Moving Fast or Moving Efficiently?
I should know better, I really should.
I always talk up the benefits of automated testing, always push our team towards test-driven development, and make it a point talk about the time saved in the long run. This time I failed to heed my own advice and it bit me in the ass. Hopefully this post will act as a reminder to remain disciplined.
We’re working on a project that pulls a time series into our database on a nightly basis, does a little work with the data, adds a little of our own data, and gives us a nice real-time roll-up. The data is something that is usually only viewed quarterly since the aggregation takes a long time, but we hope to change that. Seeing the roll-up on a daily or weekly basis allows us to respond to challenges more quickly and keeps business running smoothly.
Our stack is pretty standard, we’re using Ruby on Rails with Postgres. Data is pulled in with an ActiveJob that runs nightly. We insert the data into Postgres without any manipulation, then use Postgres views to aggregate the data in various forms. Inside the Rails app we have read-only ActiveRecord models that reference the views. This is where the testing broke down.
Each row of an aggregate view may be impacted by a few hundred (or a few thousand) raw rows. This means that for each test we’d have to first populate hundreds of rows with known values, calculate our expectation by hand, then assert our expectation in the test. Writing it makes it seem so simple, but building out the actual tests was an extremely time-consuming process. It felt strange to have tests in ruby for calculations that were happening in the database, so I decided that testing in ruby didn’t make sense. I validated the formulas manually, brought them into the database, then smoke tested the values that we were getting out. Everything seemed to be running smoothly until we brought the system into production.

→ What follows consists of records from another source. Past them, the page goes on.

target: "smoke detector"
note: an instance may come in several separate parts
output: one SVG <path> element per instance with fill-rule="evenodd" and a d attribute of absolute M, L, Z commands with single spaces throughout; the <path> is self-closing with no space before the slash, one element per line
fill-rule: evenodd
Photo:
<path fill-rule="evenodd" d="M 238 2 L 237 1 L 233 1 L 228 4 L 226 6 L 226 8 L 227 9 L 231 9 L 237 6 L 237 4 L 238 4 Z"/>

In production we ran into some odd behavior. Certain values were changing as we clicked through from our index pages into detail pages. Initially I thought that turbolinks was the culprit, but I was really just grasping at straws. It wasn’t until I started to think about spinning up a new instance, manually inserting values into the database, and looking at the results that I realized how truly absurd I was being. This is EXACTLY what automated tests are for. So I decided to go back and retroactively generate tests to validate the data in the views, it was validating Postgres calculation from Ruby, but it made the most sense given the rest of the app and my current workflow.
All in all it took about two days to pull together all of the tests. Along the way I found out that what was supposed to be one row in the view would sometimes split to two if certain conditions were met. This was an easy fix in Postgres, it took around 2 minutes once I saw the problem. The largest benefit is that we now have a hundred tests that validate our data for every case that we handle and we’ll know right away if future migrations break any of our expectations. Just as it should be.
Hopefully I’ll take my own advice next time, maybe I could have saved myself the trouble and identified some of these issues much earlier.